25 Anos de Avanços na Hemoterapia Brasileira
No último sábado, 21 de março, a Política Nacional de Sangue, Componentes e Hemoderivados comemorou 25 anos desde sua criação, um marco significativo na saúde pública do Brasil. Instituída pela Lei nº 10.205 de 2021, a chamada Lei do Sangue foi um passo crucial para organizar as atividades relacionadas ao sangue, abrangendo desde a coleta até a utilização terapêutica, dentro do Sistema Único de Saúde (SUS).
Essa legislação trouxe um avanço notável na estruturação da hemoterapia brasileira, estabelecendo diretrizes fundamentais como a doação voluntária e não remunerada, a proibição da comercialização do sangue e a garantia de qualidade e segurança tanto para doadores quanto para receptores.
O Papel da Vigilância Sanitária na Segurança do Sangue
Um dos aspectos relevantes da Lei nº 10.205/2021 é a designação da Vigilância Sanitária como órgão de suporte ao Sistema Nacional de Sangue, Componentes e Derivados (SINASAN), conferindo a ela funções essenciais no controle regulatório do sangue e seus derivados. Desde a criação da política, a Agência Nacional de Vigilância Sanitária (Anvisa) tem desempenhado um papel estratégico, elaborando normas técnicas e promovendo monitoramento sanitário, em colaboração com as vigilâncias estaduais e municipais.

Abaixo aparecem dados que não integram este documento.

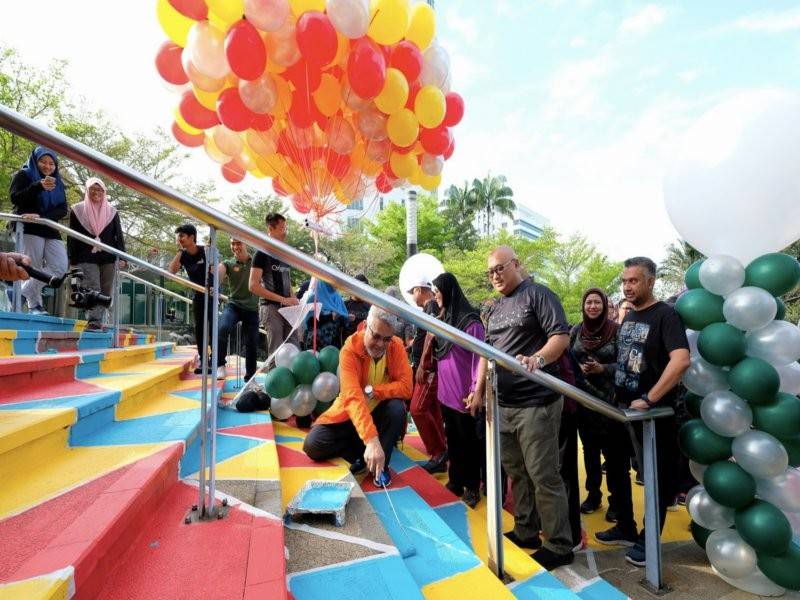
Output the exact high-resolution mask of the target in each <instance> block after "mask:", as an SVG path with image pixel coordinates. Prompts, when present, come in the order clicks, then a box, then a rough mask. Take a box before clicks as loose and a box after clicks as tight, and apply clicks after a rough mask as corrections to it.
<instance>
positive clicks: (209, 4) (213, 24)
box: [206, 0, 244, 31]
mask: <svg viewBox="0 0 800 600" xmlns="http://www.w3.org/2000/svg"><path fill="white" fill-rule="evenodd" d="M206 4H207V5H208V20H209V22H210V23H211V24H212V25H214V26H215V27H218V28H219V29H220V30H221V31H228V27H230V26H231V24H232V23H235V22H236V21H238V20H239V19H241V18H242V16H243V15H244V0H206ZM218 23H222V24H223V26H222V27H219V25H218Z"/></svg>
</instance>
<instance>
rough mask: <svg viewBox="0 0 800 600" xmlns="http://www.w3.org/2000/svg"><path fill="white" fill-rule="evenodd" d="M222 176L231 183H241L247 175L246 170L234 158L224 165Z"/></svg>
mask: <svg viewBox="0 0 800 600" xmlns="http://www.w3.org/2000/svg"><path fill="white" fill-rule="evenodd" d="M222 176H223V177H224V178H225V179H227V180H228V181H230V182H231V183H239V182H240V181H241V180H242V179H244V176H245V170H244V168H243V167H242V165H240V164H239V163H238V162H236V161H235V160H232V161H230V162H227V163H225V164H224V165H222Z"/></svg>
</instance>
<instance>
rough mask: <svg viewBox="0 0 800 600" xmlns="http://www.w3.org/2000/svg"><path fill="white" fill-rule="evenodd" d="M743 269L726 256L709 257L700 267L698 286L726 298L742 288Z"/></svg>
mask: <svg viewBox="0 0 800 600" xmlns="http://www.w3.org/2000/svg"><path fill="white" fill-rule="evenodd" d="M743 283H744V267H743V266H742V263H740V262H739V261H738V260H736V259H735V258H733V257H732V256H728V255H726V254H718V255H716V256H711V257H709V258H707V259H705V260H704V261H703V264H701V265H700V285H702V286H703V287H704V288H705V289H707V290H708V291H709V292H711V293H712V294H716V295H717V296H726V295H728V294H730V293H731V292H732V291H734V290H736V289H739V288H740V287H742V284H743Z"/></svg>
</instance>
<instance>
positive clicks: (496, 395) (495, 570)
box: [484, 360, 505, 580]
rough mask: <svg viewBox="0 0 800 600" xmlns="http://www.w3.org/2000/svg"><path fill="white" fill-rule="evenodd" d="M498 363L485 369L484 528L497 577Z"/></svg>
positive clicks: (494, 572) (489, 554) (503, 574)
mask: <svg viewBox="0 0 800 600" xmlns="http://www.w3.org/2000/svg"><path fill="white" fill-rule="evenodd" d="M496 391H497V365H496V364H495V362H494V361H493V360H490V361H488V366H487V369H486V392H485V396H484V398H485V401H486V506H487V511H486V531H487V534H488V538H489V539H488V542H489V543H488V547H489V556H488V564H489V568H490V569H491V570H492V571H494V574H495V575H496V576H497V578H498V579H501V580H502V579H503V577H504V576H505V572H504V567H503V490H502V485H503V482H502V471H501V469H500V410H499V407H498V404H497V394H496Z"/></svg>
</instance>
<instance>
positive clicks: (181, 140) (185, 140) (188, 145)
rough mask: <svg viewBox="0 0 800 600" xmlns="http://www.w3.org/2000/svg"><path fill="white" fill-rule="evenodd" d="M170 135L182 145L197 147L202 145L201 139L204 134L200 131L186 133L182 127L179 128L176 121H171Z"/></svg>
mask: <svg viewBox="0 0 800 600" xmlns="http://www.w3.org/2000/svg"><path fill="white" fill-rule="evenodd" d="M172 136H173V137H174V138H175V139H176V140H178V142H180V143H181V144H183V145H184V146H188V147H189V148H197V147H199V146H202V145H203V141H204V139H205V136H204V135H203V134H202V133H198V134H197V135H194V134H191V133H186V132H185V131H184V130H183V129H181V128H180V127H179V126H178V124H177V123H174V122H173V123H172Z"/></svg>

As bases técnicas e regulatórias da Política Nacional de Sangue foram elaboradas com significativa contribuição da Vigilância Sanitária, inicialmente sob a execução da Anvisa e, posteriormente, sob a coordenação nacional do Ministério da Saúde. Em 12 de março, a Anvisa recebeu uma homenagem pelo seu papel na construção e no fortalecimento dessa política ao longo das últimas décadas, durante uma cerimônia em Brasília.
Regulação Sanitária: Pilar da Segurança Transfusional
A atuação regulatória da Anvisa e das vigilâncias locais tem sido crucial para o fortalecimento de uma rede de serviços de hemoterapia, sustentada por rigorosos padrões de qualidade e segurança. A regulação sanitária define requisitos para todas as etapas do ciclo do sangue, abrangendo desde a seleção de doadores até a distribuição e monitoramento dos pacientes, sempre visando proteger a saúde da população e garantir a segurança transfusional.
Graças a esse modelo regulatório, o Brasil se tornou uma referência na América Latina em termos de políticas públicas e sistemas regulatórios voltados ao sangue e seus derivados, estando alinhado às diretrizes internacionais mais relevantes.
O Sangue como Bem Público do SUS
A Política Nacional de Sangue reafirma princípios fundamentais do SUS, reconhecendo o sangue como um bem público cuja gestão deve garantir acesso universal, qualidade e segurança para toda a população. Ao atingir 25 anos, essa política é um triunfo coletivo da saúde pública brasileira, resultado da cooperação entre o Ministério da Saúde, Anvisa, serviços de hemoterapia, profissionais de saúde e doadores voluntários.
Desafios e Oportunidades para o Futuro
A celebração deste marco não apenas homenageia os avanços realizados, mas também nos convoca a refletir sobre os desafios e oportunidades que se apresentam para o futuro do sistema de sangue no Brasil. Esse momento é especialmente oportuno diante das transformações científicas, tecnológicas e regulatórias que impactam a área.
O fortalecimento contínuo da regulação sanitária, a ampliação da rede de hemoterapia e as estratégias de autossuficiência em sangue e hemoderivados permanecem como prioridades para garantir um sistema cada vez mais seguro, eficiente e acessível à população brasileira.